Party chairman Aydin Menderes said he felt the party was bent on self-destruction over the issue.

Ankara Correspondent Chris Morris: "Dispute may push Virtue Party over the edge"
And speculation is mounting that the party - third biggest in parliament - may be closed down because of the religious row in officially secular Turkey.

Turkey regards the wearing of the Muslim headscarf as a political, pro-Islamic statement and has banned them in public institutions.

Merve Kavakci, a newly-elected woman Virtue Party deputy, re-ignited debate over the place Islam holds in Turkey when she wore the Muslim headscarf in parliament.

She and her party leader, Recai Kutan, have refused to back down.

Dividing the country

Announcing his resignation, Mr Menderes said both sides of the political and religious fence were using the issue to divide the country.

He said: "If I thought Virtue could take a fresh and wiser path I would have continued my job.

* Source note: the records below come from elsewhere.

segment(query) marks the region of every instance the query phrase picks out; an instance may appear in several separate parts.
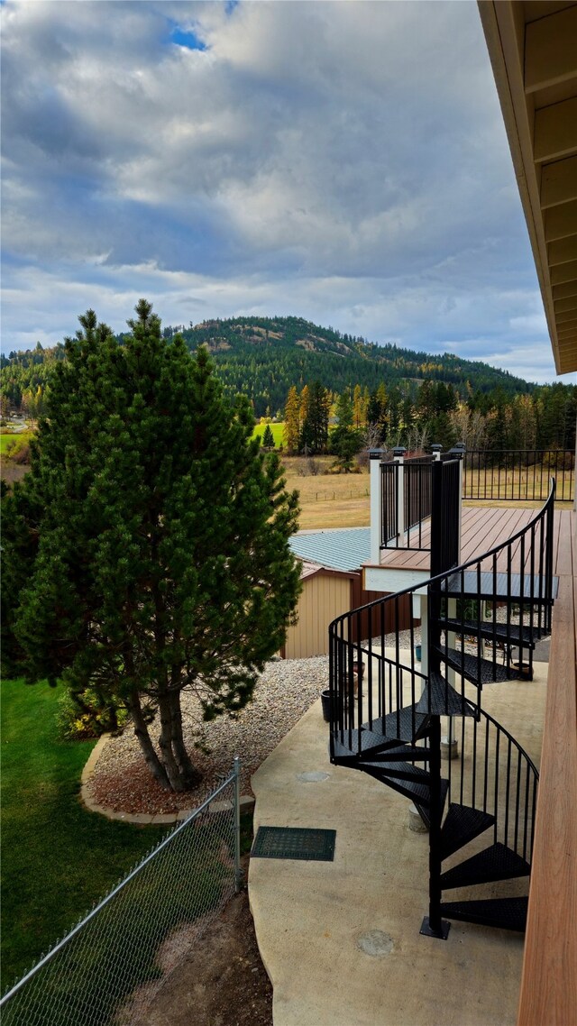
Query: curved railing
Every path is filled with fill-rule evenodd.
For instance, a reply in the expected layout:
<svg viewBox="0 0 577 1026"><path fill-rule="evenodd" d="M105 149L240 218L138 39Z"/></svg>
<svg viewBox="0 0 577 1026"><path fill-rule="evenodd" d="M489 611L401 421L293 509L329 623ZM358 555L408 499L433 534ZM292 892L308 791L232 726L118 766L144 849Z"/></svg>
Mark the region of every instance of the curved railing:
<svg viewBox="0 0 577 1026"><path fill-rule="evenodd" d="M512 735L478 711L478 719L449 722L448 744L456 742L458 755L444 762L448 800L489 813L495 818L493 842L530 862L539 774Z"/></svg>
<svg viewBox="0 0 577 1026"><path fill-rule="evenodd" d="M423 714L450 714L455 694L463 711L471 707L476 715L480 696L471 694L468 685L479 693L491 675L488 664L493 676L518 677L515 652L521 675L531 676L533 646L550 632L553 503L551 480L543 508L506 542L333 621L329 628L332 745L338 740L360 754L358 727L374 729L391 715L400 723L401 711L415 736ZM406 596L420 595L428 599L429 613L421 636L413 618L407 624L406 614ZM362 639L363 623L373 630L380 624L380 630ZM403 646L398 636L402 630ZM465 643L455 647L458 636ZM419 641L422 662L416 652ZM441 667L444 672L453 671L448 673L451 681L438 679ZM473 680L471 670L476 670ZM431 674L435 674L434 695Z"/></svg>
<svg viewBox="0 0 577 1026"><path fill-rule="evenodd" d="M421 585L344 614L330 627L331 758L378 773L400 793L413 795L429 827L429 914L421 929L428 936L447 937L443 911L475 921L476 908L441 902L444 890L463 885L463 879L471 882L471 861L484 866L480 873L475 870L474 882L529 873L537 770L512 735L482 708L482 689L531 676L534 646L549 633L554 495L551 480L543 509L506 542ZM407 596L421 597L421 652L412 617L405 636L408 653L400 643ZM372 630L380 623L380 633L366 640L363 618ZM441 767L443 716L448 717L448 758ZM479 852L480 863L469 860L464 875L462 869L443 871L447 797L453 822L455 816L470 822L472 813L480 823L449 854L482 834L487 844L487 831L493 833L493 846ZM488 865L497 869L489 871ZM508 899L505 904L511 907ZM494 912L483 914L493 921ZM515 912L508 926L523 929L521 923Z"/></svg>

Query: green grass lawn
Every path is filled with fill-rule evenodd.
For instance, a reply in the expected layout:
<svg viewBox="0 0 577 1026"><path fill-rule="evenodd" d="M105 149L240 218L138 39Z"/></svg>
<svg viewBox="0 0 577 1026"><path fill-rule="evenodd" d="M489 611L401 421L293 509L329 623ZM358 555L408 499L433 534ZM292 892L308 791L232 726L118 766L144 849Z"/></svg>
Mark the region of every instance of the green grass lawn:
<svg viewBox="0 0 577 1026"><path fill-rule="evenodd" d="M158 841L80 802L92 743L60 741L60 688L2 682L3 991Z"/></svg>
<svg viewBox="0 0 577 1026"><path fill-rule="evenodd" d="M31 438L32 431L18 431L13 434L2 432L0 434L0 455L15 456L18 449L28 445Z"/></svg>
<svg viewBox="0 0 577 1026"><path fill-rule="evenodd" d="M270 430L272 431L272 437L274 438L274 447L278 448L278 446L282 445L284 442L283 438L284 421L281 421L279 424L270 424L269 427ZM253 435L258 435L259 438L262 438L262 436L265 433L265 430L266 430L266 424L257 424L255 431L253 432Z"/></svg>

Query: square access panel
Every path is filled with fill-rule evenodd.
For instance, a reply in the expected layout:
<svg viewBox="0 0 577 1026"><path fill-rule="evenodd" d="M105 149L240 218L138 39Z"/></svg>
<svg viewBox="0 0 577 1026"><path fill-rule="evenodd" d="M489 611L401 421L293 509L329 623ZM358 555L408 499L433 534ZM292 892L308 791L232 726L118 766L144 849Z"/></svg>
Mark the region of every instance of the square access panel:
<svg viewBox="0 0 577 1026"><path fill-rule="evenodd" d="M304 827L259 827L252 858L302 859L307 862L333 862L336 830Z"/></svg>

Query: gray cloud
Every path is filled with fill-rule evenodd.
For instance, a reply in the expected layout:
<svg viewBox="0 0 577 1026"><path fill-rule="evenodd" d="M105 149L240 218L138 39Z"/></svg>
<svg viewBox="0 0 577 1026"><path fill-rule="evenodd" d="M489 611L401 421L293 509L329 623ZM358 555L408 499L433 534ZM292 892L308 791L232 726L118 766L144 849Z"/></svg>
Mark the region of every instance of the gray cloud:
<svg viewBox="0 0 577 1026"><path fill-rule="evenodd" d="M511 370L535 347L552 374L475 4L2 16L4 348L148 294L169 322L297 313Z"/></svg>

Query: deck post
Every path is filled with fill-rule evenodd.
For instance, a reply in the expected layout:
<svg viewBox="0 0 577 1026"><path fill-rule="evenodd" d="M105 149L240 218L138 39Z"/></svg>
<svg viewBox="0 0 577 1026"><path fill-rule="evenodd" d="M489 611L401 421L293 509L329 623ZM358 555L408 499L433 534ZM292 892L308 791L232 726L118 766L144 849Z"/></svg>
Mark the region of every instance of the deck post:
<svg viewBox="0 0 577 1026"><path fill-rule="evenodd" d="M407 449L402 445L397 445L392 450L394 462L397 465L396 471L396 529L398 531L398 547L405 548L405 453Z"/></svg>
<svg viewBox="0 0 577 1026"><path fill-rule="evenodd" d="M383 487L381 481L381 459L383 449L369 449L371 473L371 562L381 562L381 530L383 521Z"/></svg>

"The party does not share my concerns. This is a deep rooted difference of opinion."

Mr Menderes, the son of a former prime minister, was seen as a moderate voice in the Virtue Party.

Party faces investigation

[ image: Defiant: Merve Kavakci]
Defiant: Merve Kavakci
Prosecutors are examining whether Merve Kavakci's actions amount to incitement to racial or religious hatred.

The party was already facing allegations that it was a continuation of the banned Welfare Party, which was shut down at the beginning of last year for violating the country's secular principles.

Sources within the Virtue Party say they fear the authorities may now shut it down.

But party leader Recai Kutan was publicly brushing aside such worries.

He said: "Parties are opened or closed by people in democratic countries not by the judiciary. I do not think such a step [to ban the party] will be taken."

Facing flak

Angry MPs forced Merve Kavakci to leave the parliament building on Sunday before she could take her oath of office.

Since then the issue has dominated Turkey, with newspapers probing her past.

The mainstream media has launched personal attacks against the deputy.

Their reports say that in the past she has called for an Islamic holy war in Turkey and opposed Turkish plans to join the European Union because it is composed of mainly Christian nations.